On Thu, Dec 1, 2016 at 10:58 PM, Matt H <tsdgcc2087(a)outlook.com> wrote:
Yes, I was looking at that guide. I knew how to go to the keycloak
token
endpoint and get a token. I wasn't sure if this is the way it needed to be
done, or if It could be done through the provided adapters.
When the adapters are already being used, and it knows of your client and
secret already, it seemed like a lot of overhead to go out to keycloak some
other way and make sure that token is not expired (along with re-issuing a
token logic), then make the call. If this is the required way, that's fine.
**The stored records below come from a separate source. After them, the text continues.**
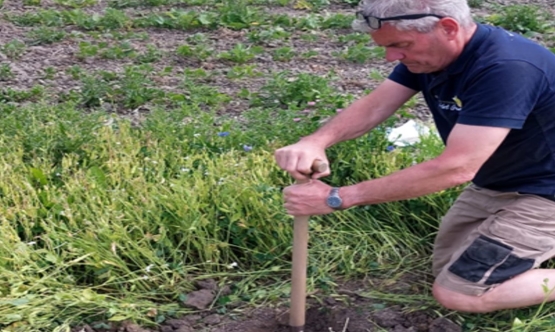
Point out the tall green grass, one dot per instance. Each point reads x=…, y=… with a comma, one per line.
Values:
x=103, y=220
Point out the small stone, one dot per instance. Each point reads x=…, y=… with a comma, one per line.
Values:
x=331, y=301
x=443, y=324
x=212, y=319
x=388, y=318
x=199, y=299
x=192, y=318
x=177, y=323
x=184, y=329
x=135, y=328
x=225, y=290
x=166, y=328
x=209, y=284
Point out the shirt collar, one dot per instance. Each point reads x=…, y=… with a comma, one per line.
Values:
x=469, y=50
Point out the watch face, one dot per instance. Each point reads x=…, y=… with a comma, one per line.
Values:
x=334, y=202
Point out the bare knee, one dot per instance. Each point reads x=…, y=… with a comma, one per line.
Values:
x=458, y=301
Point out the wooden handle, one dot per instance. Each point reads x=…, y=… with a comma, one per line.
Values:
x=300, y=258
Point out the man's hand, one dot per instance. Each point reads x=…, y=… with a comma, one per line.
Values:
x=307, y=199
x=297, y=159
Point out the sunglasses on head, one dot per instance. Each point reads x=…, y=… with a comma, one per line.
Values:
x=376, y=22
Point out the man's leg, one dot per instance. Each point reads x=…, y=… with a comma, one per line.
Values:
x=523, y=290
x=494, y=267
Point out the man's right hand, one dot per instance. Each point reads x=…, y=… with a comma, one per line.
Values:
x=297, y=159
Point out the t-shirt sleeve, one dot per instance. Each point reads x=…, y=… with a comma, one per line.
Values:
x=502, y=95
x=403, y=76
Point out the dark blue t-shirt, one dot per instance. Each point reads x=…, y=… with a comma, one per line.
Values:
x=500, y=80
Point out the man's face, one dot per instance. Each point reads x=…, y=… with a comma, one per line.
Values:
x=420, y=52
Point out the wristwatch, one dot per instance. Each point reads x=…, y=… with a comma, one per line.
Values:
x=333, y=200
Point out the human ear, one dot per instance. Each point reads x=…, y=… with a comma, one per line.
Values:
x=449, y=27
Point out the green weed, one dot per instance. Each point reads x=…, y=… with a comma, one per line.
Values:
x=13, y=49
x=240, y=53
x=284, y=54
x=521, y=18
x=6, y=72
x=45, y=35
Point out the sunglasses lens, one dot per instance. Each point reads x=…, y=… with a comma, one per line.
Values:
x=374, y=22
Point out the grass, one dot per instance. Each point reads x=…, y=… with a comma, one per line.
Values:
x=106, y=219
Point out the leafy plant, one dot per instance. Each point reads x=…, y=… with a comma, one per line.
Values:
x=44, y=35
x=283, y=54
x=13, y=49
x=238, y=15
x=6, y=73
x=264, y=36
x=76, y=3
x=152, y=54
x=242, y=71
x=521, y=18
x=337, y=21
x=120, y=51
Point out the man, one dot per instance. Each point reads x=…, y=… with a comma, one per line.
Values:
x=492, y=97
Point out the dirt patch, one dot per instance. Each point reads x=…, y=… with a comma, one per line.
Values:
x=347, y=311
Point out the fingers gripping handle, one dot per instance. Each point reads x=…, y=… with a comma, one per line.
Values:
x=319, y=166
x=300, y=257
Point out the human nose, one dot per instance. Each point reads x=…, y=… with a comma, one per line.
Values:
x=393, y=55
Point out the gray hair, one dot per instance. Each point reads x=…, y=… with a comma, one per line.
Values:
x=456, y=9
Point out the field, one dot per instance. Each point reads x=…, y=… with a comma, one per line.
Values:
x=139, y=191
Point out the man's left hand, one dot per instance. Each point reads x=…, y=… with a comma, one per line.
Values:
x=307, y=199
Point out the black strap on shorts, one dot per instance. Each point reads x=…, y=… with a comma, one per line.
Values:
x=549, y=197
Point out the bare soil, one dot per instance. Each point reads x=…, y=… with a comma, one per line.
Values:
x=348, y=310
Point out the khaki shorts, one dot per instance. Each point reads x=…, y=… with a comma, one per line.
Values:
x=488, y=237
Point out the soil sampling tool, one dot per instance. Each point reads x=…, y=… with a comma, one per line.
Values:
x=300, y=258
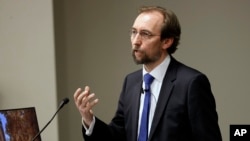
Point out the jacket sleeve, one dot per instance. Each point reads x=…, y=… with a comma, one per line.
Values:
x=202, y=110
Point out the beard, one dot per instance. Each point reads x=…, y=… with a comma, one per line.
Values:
x=145, y=58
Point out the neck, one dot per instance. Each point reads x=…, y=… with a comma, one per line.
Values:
x=150, y=66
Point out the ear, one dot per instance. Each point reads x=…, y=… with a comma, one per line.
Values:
x=167, y=43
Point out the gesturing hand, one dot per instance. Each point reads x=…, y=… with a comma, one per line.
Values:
x=85, y=101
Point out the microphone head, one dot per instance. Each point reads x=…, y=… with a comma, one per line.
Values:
x=63, y=102
x=66, y=100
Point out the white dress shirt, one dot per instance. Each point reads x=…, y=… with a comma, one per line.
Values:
x=158, y=73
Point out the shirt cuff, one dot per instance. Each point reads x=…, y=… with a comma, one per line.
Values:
x=89, y=130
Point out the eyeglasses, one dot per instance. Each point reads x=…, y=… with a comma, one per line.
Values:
x=143, y=34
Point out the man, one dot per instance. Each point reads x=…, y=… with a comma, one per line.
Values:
x=181, y=106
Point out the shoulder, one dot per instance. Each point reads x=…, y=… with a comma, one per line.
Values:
x=183, y=71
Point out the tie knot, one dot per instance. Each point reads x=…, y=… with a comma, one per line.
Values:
x=148, y=79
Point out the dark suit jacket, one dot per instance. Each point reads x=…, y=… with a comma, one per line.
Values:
x=185, y=109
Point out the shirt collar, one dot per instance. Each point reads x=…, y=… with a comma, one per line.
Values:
x=160, y=70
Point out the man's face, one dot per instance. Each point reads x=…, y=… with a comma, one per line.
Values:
x=145, y=38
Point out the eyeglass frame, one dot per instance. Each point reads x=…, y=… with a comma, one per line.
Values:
x=143, y=34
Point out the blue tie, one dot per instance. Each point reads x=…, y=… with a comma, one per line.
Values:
x=143, y=134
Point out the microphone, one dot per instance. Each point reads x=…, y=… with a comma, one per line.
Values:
x=63, y=102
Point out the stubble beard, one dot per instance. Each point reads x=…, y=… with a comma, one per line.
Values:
x=145, y=59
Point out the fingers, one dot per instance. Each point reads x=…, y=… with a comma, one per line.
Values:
x=84, y=100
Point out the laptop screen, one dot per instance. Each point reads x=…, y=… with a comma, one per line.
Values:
x=18, y=124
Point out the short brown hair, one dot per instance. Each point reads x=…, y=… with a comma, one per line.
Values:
x=171, y=26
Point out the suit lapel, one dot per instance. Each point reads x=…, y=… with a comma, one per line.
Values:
x=135, y=92
x=165, y=92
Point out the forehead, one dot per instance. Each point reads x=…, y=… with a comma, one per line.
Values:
x=151, y=21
------------------------------
*From:* Sebastien Blanc <sblanc(a)redhat.com>
*Sent:* Thursday, December 1, 2016 3:45 PM
*To:* Matt H
*Cc:* keycloak-user(a)lists.jboss.org
*Subject:* Re: [keycloak-user] How to access secured REST endpoint from
keycloak-spring-security-adapter
(including mailing list)
On Thu, Dec 1, 2016 at 8:31 PM, Matt H <tsdgcc2087(a)outlook.com> wrote:
> I have a suite of spring applications that are using keycloak for
> authentication. I'm using the Keycloak spring security adapter and have my
> successfully secured the endpoints that I want to. I have situations where
> I need Application A to make a call to a secured endpoint on Application
> B. I am able to do this client to client communication by using the
> KeycloakRestTemplate but only when a user calls Application A with a valid
> token.
>
>
> Application A also has a process that will call Application B without
> user interaction. When this is done I get an error
> "java.lang.IllegalStateException: Cannot set authorization header
> because there is no authenticated principal". This makes sense since I
> don't have a valid user token.
>
>
> Application A and Application B use the same client in keycloak and it is
> set to be a confidential client. I have tried it with and without having
> service accounts enabled.
>
When you say "with service accounts enabled", have you followed all the
instructions from here
https://keycloak.gitbooks.io/s
erver-adminstration-guide/content/topics/clients/oidc/servic
e-accounts.html , meaning also calling the /{server-root-usualy-auth}/rea
lms/{realm-name}/protocol/openid-connect/token endpoint in order to
retrieve a valid token ?
>
>
> Some questions I have are:
>
> 1. How do I have applications (not users) call a secured REST endpoint?
>
> 2. Do the provided keycloak adapters (like the spring security adapter)
> provide this functionality?
>
> 3. Do I need an additional client account to do this?
>
> 4. Are there any libraries that handle refreshing these tokens or
> automatically obtaining one if it doesn't exist?
>
>
> I see lots of examples on how a user can access a secured service, but
> not much on an application accessing a secured service.